Section of Vascular Surgery, The University of Chicago Medicine, Chicago, IL, USA.

Intuitive Surgical Inc., Sunnyvale, CA, USA.

出版信息

J Robot Surg. 2025 Aug 31;19(1):538. doi: 10.1007/s11701-025-02712-8.

Abstract

Vascular surgical site infections (SSI) are common and associated with graft infection, surgical reintervention, and increased lengths of stay. While antibiotic prophylaxis and negative pressure dressings have improved SSI rates, reported incidence remains as high as 30%. Robotic approaches have decreased surgical site infections in multiple surgical specialties, but remain without a vascular surgery indication. We propose a novel method for robotic groin dissection and anastomosis using a single-port placement from the mid-thigh to eliminate a femoral incision. A single-port robotic platform (da Vinci SP surgical system) was used to perform femoral groin dissection and graft anastomosis from a 3 cm incision at the mid-thigh, 15 cm from the inguinal ligament in two cadaver models. Femoral dissection and anastomosis were feasible in all attempts by a novice robotic surgeon with the approach. Dissection was completed to the level of the inguinal ligament with isolation and vessel loop control of the inferior epigastric, lateral circumflex, common femoral, superficial femoral, and profunda femoris arteries.

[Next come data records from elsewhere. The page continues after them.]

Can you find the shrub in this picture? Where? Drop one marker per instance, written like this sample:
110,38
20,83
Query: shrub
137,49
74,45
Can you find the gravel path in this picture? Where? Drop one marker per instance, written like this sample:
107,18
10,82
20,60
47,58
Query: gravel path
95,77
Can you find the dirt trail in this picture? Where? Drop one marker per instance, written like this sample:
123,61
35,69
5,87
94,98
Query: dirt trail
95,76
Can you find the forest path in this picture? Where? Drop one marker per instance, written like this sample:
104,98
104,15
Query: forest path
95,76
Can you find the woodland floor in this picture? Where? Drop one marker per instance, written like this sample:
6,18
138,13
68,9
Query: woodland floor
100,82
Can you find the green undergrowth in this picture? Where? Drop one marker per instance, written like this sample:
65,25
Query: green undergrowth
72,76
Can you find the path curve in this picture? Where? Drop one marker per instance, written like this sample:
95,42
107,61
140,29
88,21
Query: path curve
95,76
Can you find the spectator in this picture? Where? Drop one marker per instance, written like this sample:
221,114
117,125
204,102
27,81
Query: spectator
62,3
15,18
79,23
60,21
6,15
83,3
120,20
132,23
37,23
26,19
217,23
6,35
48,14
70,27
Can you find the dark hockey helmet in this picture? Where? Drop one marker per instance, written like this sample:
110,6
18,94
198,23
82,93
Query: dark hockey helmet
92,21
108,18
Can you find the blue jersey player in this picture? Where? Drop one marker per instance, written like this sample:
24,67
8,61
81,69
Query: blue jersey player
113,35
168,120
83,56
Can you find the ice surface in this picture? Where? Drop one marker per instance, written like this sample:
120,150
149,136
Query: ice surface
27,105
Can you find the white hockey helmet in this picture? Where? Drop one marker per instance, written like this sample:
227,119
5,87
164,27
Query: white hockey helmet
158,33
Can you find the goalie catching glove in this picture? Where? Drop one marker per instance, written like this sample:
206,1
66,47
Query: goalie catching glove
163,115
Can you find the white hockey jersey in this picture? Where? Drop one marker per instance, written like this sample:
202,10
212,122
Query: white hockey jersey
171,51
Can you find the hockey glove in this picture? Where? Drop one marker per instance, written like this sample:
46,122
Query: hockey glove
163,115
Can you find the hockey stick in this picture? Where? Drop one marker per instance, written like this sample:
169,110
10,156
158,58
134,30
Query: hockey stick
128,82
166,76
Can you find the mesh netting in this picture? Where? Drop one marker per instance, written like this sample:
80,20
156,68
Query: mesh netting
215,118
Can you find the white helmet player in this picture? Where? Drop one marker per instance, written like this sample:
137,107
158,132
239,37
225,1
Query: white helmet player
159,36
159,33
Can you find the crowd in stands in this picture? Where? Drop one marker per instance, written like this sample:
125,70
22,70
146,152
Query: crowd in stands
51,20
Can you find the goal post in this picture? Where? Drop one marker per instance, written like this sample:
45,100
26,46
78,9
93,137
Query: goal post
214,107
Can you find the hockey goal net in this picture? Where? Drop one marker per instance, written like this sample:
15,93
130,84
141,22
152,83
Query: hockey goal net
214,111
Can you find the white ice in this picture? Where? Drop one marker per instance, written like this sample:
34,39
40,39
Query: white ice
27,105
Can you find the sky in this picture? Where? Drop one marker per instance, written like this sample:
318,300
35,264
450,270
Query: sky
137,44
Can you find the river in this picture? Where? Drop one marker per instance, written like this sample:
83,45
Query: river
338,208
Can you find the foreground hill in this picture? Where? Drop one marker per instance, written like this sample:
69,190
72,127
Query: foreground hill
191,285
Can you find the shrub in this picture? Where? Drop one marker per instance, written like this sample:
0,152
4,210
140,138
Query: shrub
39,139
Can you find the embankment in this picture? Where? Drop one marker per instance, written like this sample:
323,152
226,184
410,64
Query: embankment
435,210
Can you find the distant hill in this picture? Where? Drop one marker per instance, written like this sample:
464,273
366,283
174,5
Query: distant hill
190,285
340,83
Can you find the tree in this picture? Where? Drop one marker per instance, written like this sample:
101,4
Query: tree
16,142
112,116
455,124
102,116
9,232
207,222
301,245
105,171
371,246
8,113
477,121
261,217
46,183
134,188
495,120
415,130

Time from dissection to creation of arteriotomy ranged from 152 to 55 min with a 97-min reduction between the first and second procedure. Creation of the vascular anastomosis with 6 mm ringed PTFE ranged from 41 to 45 min. Robotic single-port groin dissection and vascular anastomosis are feasible from a mid-thigh approach. Beginner robotic surgeons can demonstrate an efficient learning curve with quick reduction in operating time between attempts. This novel technique has the potential to reduce groin infections and improve surgical outcomes.

摘要

血管手术部位感染(SSI)很常见,与移植感染、手术再次干预及住院时间延长相关。尽管抗生素预防和负压敷料已降低了SSI发生率,但报告的发生率仍高达30%。机器人手术方法已降低了多个外科专业的手术部位感染率,但在血管外科领域仍无应用指征。我们提出一种新颖的机器人腹股沟解剖和吻合方法,通过从大腿中部进行单端口置入以消除股部切口。在两个尸体模型中,使用单端口机器人平台(达芬奇SP手术系统)通过在距腹股沟韧带15厘米的大腿中部做一个3厘米的切口来进行股部腹股沟解剖和移植血管吻合。一位新手机器人外科医生采用该方法进行的所有尝试中,股部解剖和吻合均可行。解剖完成至腹股沟韧带水平,分离并使用血管环控制腹壁下动脉、旋股外侧动脉、股总动脉、股浅动脉和股深动脉。从解剖到切开动脉的时间为152至55分钟,第一次和第二次手术之间减少了97分钟。使用6毫米带环聚四氟乙烯(PTFE)进行血管吻合的时间为41至45分钟。从大腿中部入路进行机器人单端口腹股沟解剖和血管吻合是可行的。新手机器人外科医生可呈现出高效的学习曲线,每次尝试之间手术时间能快速缩短。这种新技术有可能减少腹股沟感染并改善手术效果。